2. L'expérience STEREO

L’expérience STEREO est menée par une collaboration de 6 laboratoires, dont 2 Grenoblois (l’ILL et le LPSC) et 2 (LAPP et LPSC) membres du LABEX ENIGMASS. Les autres partenaires sont le CEA/IRFU de Saclay et le MPIK d’Heidelberg.
Installée à 10 m du cœur compact (< 1 m) du réacteur de recherche de l’ILL à Grenoble, l’expérience STEREO bénéficie du fort enrichissement du combustible en 235U (93%), ce qui supprime les effets d'évolution de la forme du spectre émis, et permet la mesure d’un spectre de référence des neutrinos issus uniquement de la fission de cet isotope. Le volume de détection est segmenté en 6 cellules identiques alignées dans la direction du cœur du réacteur. Si le neutrino stérile existe, il doit signer sa présence par des oscillations dont la phase est proportionnelle à L/E, L étant sa distance de propagation depuis le cœur du réacteur et E son énergie. La signature de l’oscillation est donc une modulation du nombre d’interactions d’antineutrinos avec l’énergie des neutrinos et la distance du cœur à laquelle ils sont détectés.

NEUTRINOS 1

Le détecteur veto muon

Afin de réduire la part importante du bruit de fond due aux muons d'origine cosmique, le LPSC a eu la charge de concevoir et de réaliser un détecteur supplémentaire. Il s'agit d'un détecteur Čerenkov à eau couvrant l’ensemble du blindage. Il est utilisé en mode veto. Conçu et réalisé par le service détecteur et instrumentation, le détecteur veto muon a été installé et mis en eau à l’ILL en octobre 2016. Les premières données ont rapidement mis en évidence sa sensibilité aux gammas et neutrons provenant des expériences voisines. Une protection additionnelle composée de plaques de plomb et de bacs d’eau a rapidement été installée autour du détecteur afin de limiter leur impact. Lors de la première période de prises de données, des défauts sont apparus sur certaines bases des PMTs dont une résistance s’est avérée sensible à l’humidité. L’ensemble des bases a été modifié lors de l’arrêt 2017 et un système de refroidissement limitant l’humidité interne a été installé. La prise de données se déroule sans aucun incident depuis la remise en service avec une efficacité de détection pour les muons verticaux supérieure à 99%.

Électronique et acquisition de données

L’ensemble de l’électronique a été spécialement conçu au LPSC depuis les bases des PMTs jusqu’à l’acquisition de données. Le dispositif inclut des cartes Front-End 8 voies basées sur la lecture rapide des signaux des PMTs par des FADC 250 MHz 14 bits, et un FPGA offrant un traitement en ligne rapide.
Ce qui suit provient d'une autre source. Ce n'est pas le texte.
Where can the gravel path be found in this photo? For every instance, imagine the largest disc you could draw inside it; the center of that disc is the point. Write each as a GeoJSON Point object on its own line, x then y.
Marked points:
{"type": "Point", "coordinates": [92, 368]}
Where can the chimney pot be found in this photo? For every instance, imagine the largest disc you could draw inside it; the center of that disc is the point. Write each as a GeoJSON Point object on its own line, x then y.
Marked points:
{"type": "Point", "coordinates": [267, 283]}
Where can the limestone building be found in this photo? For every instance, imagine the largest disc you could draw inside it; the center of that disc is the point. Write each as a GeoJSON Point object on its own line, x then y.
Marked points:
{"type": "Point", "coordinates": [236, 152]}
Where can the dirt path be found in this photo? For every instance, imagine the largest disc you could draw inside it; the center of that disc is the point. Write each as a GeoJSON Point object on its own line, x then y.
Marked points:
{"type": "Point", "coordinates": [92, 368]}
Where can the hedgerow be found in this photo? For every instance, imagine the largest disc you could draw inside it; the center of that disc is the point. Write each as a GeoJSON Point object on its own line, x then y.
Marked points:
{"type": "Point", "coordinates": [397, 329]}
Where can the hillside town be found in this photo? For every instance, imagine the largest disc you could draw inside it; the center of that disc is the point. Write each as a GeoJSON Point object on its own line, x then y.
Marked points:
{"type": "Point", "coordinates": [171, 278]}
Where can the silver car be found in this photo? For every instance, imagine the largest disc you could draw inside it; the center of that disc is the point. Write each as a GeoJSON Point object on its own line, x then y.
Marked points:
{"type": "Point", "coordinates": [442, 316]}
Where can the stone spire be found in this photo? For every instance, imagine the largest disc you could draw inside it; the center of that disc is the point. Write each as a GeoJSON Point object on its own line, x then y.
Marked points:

Il inclut également une carte Trigger permettant le déclenchement de l’acquisition, la lecture des cartes Front-End et la commande de la carte de contrôle des LED utilisées dans le dispositif de calibration. La communication entre les cartes se fait par le fond de panier d’un châssis μTCA. Un logiciel d’acquisition de données, dédié à STEREO et interfacé avec le logiciel cadre NOMAD développé à l’ILL, permet le contrôle et la surveillance de l’expérience.

L’ensemble de l’électronique de STEREO était prêt pour le démarrage de la prise de donnée en novembre 2016. Une période de mise en service d’environ 2 semaines a montré la bonne tenue du système d’acquisition jusqu’à plusieurs kHz de taux de comptage, au-delà des spécifications requises. Les réglages des différents paramètres de l’acquisition (seuils, mode de déclenchement, hautes tensions) ont pu être effectués rapidement grâce à la souplesse et à la polyvalence du système. La prise de données de STEREO se déroule sans aucun incident depuis la mise en service.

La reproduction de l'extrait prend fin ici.